Besides the theoretical development, the proposed graphical criterion was evaluated in simulated data. Considering a time series of yearly worldwide earthquakes events of substantial magnitude (equal or greater than 7 points on the Richter scale) from 1900 to 2018, they compared the forecasting performance of their model against the original INAR(p) model. Ref. [6] considered the problem of model fit and model forecasting in time series. For that, the authors considered the singular spectrum analysis (SSA), that is a powerful non-parametric technique to decompose the original time series into a set of components that can be interpreted, such as trend components, seasonal components, and noise components. They proposed a robust SSA algorithm by replacing the standard least-squares singular value decomposition (SVD) by a robust SVD algorithm based on the L1 norm and a robust SSA algorithm. The robust SVD was based on the Huber function. Then, a forecasting strategy was presented for the robust SSA algorithms, based on the linear recurrent SSA forecasting algorithm.
Considering a simulation example and time-series data from investment funds, the algorithms were compared to other versions of the SSA algorithm and classical ARIMA. The comparisons considered the computational time and the accuracy for model fit and model forecast. Ref. [9] presented a discussion about hypothetical judgment and measures to evaluate that, and exemplified it using a diagnostic of the infection of the Coronavirus Disease (COVID-19). Their purposes are (1) to distinguish channel confirmation measures that are compatible with the likelihood ratio and prediction confirmation measures that can be used to assess probability predictions, and (2) to use a prediction confirmation measure to eliminate the Raven Paradox and to explain that confirmation and falsification may be compatible.
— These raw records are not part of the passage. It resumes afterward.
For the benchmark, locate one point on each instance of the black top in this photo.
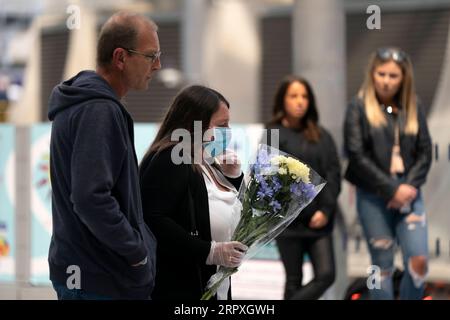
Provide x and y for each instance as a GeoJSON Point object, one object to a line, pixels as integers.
{"type": "Point", "coordinates": [321, 157]}
{"type": "Point", "coordinates": [369, 151]}
{"type": "Point", "coordinates": [96, 203]}
{"type": "Point", "coordinates": [181, 270]}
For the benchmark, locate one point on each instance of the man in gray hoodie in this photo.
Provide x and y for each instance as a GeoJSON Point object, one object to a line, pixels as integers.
{"type": "Point", "coordinates": [100, 247]}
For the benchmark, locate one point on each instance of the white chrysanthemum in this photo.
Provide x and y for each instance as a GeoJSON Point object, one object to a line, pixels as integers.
{"type": "Point", "coordinates": [278, 160]}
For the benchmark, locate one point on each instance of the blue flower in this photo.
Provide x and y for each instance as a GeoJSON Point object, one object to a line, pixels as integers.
{"type": "Point", "coordinates": [275, 205]}
{"type": "Point", "coordinates": [295, 188]}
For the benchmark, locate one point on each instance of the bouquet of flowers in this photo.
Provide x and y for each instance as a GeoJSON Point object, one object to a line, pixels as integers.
{"type": "Point", "coordinates": [279, 187]}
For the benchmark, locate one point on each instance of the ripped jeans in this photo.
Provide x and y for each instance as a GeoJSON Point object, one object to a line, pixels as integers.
{"type": "Point", "coordinates": [383, 229]}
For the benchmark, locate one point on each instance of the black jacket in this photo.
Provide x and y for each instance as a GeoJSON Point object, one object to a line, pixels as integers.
{"type": "Point", "coordinates": [321, 157]}
{"type": "Point", "coordinates": [96, 204]}
{"type": "Point", "coordinates": [369, 151]}
{"type": "Point", "coordinates": [181, 270]}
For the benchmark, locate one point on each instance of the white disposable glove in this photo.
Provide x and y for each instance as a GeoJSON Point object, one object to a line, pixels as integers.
{"type": "Point", "coordinates": [227, 254]}
{"type": "Point", "coordinates": [229, 163]}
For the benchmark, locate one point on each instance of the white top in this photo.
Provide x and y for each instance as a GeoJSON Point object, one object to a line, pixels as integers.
{"type": "Point", "coordinates": [224, 213]}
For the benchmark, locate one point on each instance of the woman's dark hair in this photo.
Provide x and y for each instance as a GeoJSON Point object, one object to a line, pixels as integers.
{"type": "Point", "coordinates": [309, 123]}
{"type": "Point", "coordinates": [194, 103]}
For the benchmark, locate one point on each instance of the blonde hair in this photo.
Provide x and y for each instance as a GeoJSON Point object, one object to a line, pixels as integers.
{"type": "Point", "coordinates": [406, 94]}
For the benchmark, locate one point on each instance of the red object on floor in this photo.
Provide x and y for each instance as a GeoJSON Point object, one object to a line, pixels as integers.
{"type": "Point", "coordinates": [356, 296]}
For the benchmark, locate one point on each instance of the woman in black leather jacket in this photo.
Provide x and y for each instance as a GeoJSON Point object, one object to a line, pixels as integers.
{"type": "Point", "coordinates": [389, 150]}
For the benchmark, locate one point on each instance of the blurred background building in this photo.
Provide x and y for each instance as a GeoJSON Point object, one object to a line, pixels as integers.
{"type": "Point", "coordinates": [242, 48]}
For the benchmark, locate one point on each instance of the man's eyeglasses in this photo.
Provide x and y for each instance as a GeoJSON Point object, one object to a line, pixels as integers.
{"type": "Point", "coordinates": [151, 57]}
{"type": "Point", "coordinates": [391, 53]}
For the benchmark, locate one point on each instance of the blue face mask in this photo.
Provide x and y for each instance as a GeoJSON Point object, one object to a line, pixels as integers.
{"type": "Point", "coordinates": [222, 138]}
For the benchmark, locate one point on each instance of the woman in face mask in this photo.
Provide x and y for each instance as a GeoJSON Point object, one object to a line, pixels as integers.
{"type": "Point", "coordinates": [189, 183]}
{"type": "Point", "coordinates": [389, 151]}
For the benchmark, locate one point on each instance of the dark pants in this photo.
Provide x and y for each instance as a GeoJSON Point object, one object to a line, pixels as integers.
{"type": "Point", "coordinates": [65, 293]}
{"type": "Point", "coordinates": [320, 251]}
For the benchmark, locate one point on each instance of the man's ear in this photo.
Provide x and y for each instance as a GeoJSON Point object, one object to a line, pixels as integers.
{"type": "Point", "coordinates": [118, 58]}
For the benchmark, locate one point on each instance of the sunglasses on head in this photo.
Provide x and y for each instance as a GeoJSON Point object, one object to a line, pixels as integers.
{"type": "Point", "coordinates": [391, 53]}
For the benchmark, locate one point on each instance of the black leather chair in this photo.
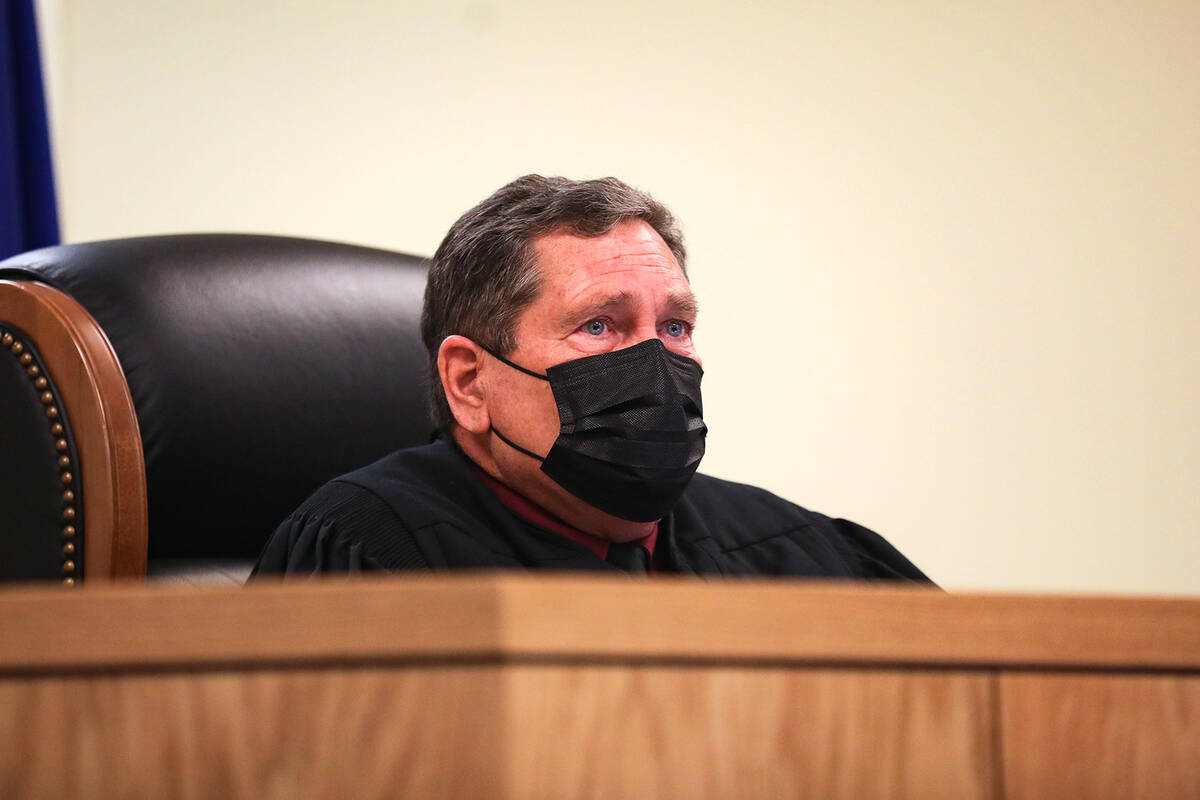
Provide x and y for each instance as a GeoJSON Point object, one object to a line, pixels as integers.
{"type": "Point", "coordinates": [168, 400]}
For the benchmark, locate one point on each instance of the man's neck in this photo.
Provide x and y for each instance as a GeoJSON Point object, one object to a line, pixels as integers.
{"type": "Point", "coordinates": [547, 494]}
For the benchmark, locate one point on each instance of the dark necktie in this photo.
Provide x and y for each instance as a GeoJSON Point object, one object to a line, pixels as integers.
{"type": "Point", "coordinates": [630, 557]}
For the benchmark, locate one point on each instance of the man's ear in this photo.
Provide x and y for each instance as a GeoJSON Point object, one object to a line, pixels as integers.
{"type": "Point", "coordinates": [459, 361]}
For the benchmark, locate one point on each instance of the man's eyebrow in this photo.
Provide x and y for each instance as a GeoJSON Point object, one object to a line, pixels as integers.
{"type": "Point", "coordinates": [573, 317]}
{"type": "Point", "coordinates": [683, 304]}
{"type": "Point", "coordinates": [678, 302]}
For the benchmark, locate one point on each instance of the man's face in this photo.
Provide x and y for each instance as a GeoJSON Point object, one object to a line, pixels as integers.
{"type": "Point", "coordinates": [598, 294]}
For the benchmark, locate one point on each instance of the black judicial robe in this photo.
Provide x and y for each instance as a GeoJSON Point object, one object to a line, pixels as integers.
{"type": "Point", "coordinates": [427, 509]}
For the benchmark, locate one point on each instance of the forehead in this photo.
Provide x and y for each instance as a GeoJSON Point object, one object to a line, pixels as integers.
{"type": "Point", "coordinates": [633, 254]}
They consider the measure F, that is one of few confirmation measures which possess the desirable properties as identified by many authors: symmetries and asymmetries, normalisation, and monotonicity. Also, the measure b , the degree of belief, was considered and optimised with a sampling distribution seen as a confirmation measure, which is similar to the measure F and also possesses the above-mentioned desirable properties.
From the diagnosis of the infection of the COVID-19, they show that only measures that are functions of the likelihood ratio, such as F and b , can help to diagnose the infection or choose a better result that can be accepted by the medical society. However, measures F and b do not reflect the probability of the infection. Furthermore, using F or b is still difficult to eliminate the Raven Paradox.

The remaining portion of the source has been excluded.